Based on our hypothesis that GWAS-identified glucose and insulin SNPs are associated with glucose and/or insulin concentrations across all race/ethnicities, we did not adjust for multiple testing. We labeled meta-analysis results as "replicating" (for EA) or "generalizing" (for other racial/ethnic groups) if the beta was in the same direction as the original GWAS, and was statistically significant (i.e., p < 0.05). All aggregate results will be available via dbGaP (http://www.ncbi.nlm.nih.gov/gap) at a future date.
Approximately 13% of the overall WHI study cohort was selected to contribute to PAGE. This selection was non-random, and was enriched for subjects with certain incident health conditions (e.g., cardiovascular disease and stroke), non-European American race/ethnicity, and BMI>40. Therefore, analyses of WHI data incorporated inverse probability weighting to account for this sampling strategy.

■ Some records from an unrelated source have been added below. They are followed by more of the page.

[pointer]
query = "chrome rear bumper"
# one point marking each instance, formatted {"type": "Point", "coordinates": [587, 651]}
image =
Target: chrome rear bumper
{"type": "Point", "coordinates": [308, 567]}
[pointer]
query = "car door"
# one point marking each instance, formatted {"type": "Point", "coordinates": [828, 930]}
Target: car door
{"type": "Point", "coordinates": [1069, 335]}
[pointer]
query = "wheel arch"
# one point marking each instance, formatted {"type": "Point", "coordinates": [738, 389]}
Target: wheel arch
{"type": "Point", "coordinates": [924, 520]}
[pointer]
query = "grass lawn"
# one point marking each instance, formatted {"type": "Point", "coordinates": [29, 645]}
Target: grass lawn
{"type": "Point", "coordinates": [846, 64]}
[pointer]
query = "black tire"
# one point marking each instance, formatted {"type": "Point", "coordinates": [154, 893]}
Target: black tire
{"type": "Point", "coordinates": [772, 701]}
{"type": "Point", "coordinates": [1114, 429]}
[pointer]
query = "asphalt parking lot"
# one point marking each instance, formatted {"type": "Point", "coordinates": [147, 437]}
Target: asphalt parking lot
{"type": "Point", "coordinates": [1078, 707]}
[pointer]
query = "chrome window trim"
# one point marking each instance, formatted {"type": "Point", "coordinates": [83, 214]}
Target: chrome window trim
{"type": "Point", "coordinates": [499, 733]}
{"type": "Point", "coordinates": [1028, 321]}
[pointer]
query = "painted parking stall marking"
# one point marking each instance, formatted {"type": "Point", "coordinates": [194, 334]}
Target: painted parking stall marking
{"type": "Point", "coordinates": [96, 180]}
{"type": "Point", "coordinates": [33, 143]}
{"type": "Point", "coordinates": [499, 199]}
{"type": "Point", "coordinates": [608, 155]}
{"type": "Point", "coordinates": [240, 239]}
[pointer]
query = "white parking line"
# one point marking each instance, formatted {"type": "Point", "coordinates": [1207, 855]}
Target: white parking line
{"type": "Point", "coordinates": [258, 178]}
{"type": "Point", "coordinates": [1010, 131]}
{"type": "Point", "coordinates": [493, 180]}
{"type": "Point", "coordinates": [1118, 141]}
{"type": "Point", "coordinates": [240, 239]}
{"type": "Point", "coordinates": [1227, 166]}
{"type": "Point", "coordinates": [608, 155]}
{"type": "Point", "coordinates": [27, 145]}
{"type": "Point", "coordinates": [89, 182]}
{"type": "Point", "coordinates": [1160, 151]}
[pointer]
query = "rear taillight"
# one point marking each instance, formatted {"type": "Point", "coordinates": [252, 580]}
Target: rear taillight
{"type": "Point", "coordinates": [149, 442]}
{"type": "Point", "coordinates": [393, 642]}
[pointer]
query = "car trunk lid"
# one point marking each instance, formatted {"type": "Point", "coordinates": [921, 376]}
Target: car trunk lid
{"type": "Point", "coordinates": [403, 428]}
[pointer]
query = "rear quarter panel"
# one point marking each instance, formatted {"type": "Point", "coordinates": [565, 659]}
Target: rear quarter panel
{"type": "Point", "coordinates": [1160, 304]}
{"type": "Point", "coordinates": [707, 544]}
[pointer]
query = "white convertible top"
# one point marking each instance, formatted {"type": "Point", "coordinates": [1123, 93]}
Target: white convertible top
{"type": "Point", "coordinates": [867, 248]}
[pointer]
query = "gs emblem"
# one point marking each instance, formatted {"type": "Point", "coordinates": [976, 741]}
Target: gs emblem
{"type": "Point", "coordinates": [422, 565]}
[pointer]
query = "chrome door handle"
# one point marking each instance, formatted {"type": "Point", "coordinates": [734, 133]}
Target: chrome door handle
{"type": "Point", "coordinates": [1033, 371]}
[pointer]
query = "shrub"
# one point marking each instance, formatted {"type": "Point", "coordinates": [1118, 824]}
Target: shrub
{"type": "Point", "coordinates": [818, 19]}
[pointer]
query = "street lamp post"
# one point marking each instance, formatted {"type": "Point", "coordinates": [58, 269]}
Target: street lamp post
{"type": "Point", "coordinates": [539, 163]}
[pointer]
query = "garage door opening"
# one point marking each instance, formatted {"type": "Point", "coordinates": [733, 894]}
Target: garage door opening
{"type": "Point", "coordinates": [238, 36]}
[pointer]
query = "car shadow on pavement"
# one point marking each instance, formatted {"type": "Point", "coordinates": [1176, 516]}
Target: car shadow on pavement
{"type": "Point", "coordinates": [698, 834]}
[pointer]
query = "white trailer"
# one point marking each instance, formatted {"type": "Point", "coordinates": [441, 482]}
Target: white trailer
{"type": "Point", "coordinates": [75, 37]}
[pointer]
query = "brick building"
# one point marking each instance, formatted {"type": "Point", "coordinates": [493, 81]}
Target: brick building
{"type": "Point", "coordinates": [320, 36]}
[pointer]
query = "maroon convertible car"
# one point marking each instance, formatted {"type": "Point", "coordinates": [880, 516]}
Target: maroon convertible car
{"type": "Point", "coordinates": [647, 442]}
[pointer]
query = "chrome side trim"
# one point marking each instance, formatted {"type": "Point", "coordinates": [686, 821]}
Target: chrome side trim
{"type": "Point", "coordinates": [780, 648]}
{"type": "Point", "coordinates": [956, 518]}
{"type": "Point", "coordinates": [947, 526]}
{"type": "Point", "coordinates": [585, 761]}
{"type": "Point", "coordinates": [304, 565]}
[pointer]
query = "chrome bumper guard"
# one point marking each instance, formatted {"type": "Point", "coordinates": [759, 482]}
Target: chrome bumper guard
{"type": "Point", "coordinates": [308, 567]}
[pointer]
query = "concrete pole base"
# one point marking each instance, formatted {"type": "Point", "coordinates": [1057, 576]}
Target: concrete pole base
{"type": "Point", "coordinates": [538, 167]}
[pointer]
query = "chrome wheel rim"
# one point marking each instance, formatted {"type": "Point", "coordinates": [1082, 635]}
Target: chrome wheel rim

We only reported results if the meta-analysis sample size was > 400. For each racial/ethnic group, we estimated the statistical power to detect the GWAS-reported effect sizes for each SNP using Quanto (http://hydra.usc.edu/gxe/), assuming the same effect size as reported in the prior GWAS, an additive genetic model and a two-sided test of association at p = 0.05. Power calculations were based on allele frequencies specific to each racial/ethnic group. We evaluated I2 as a measure of heterogeneity [22], to describe the presence or absence of excess variation across the PAGE study sites.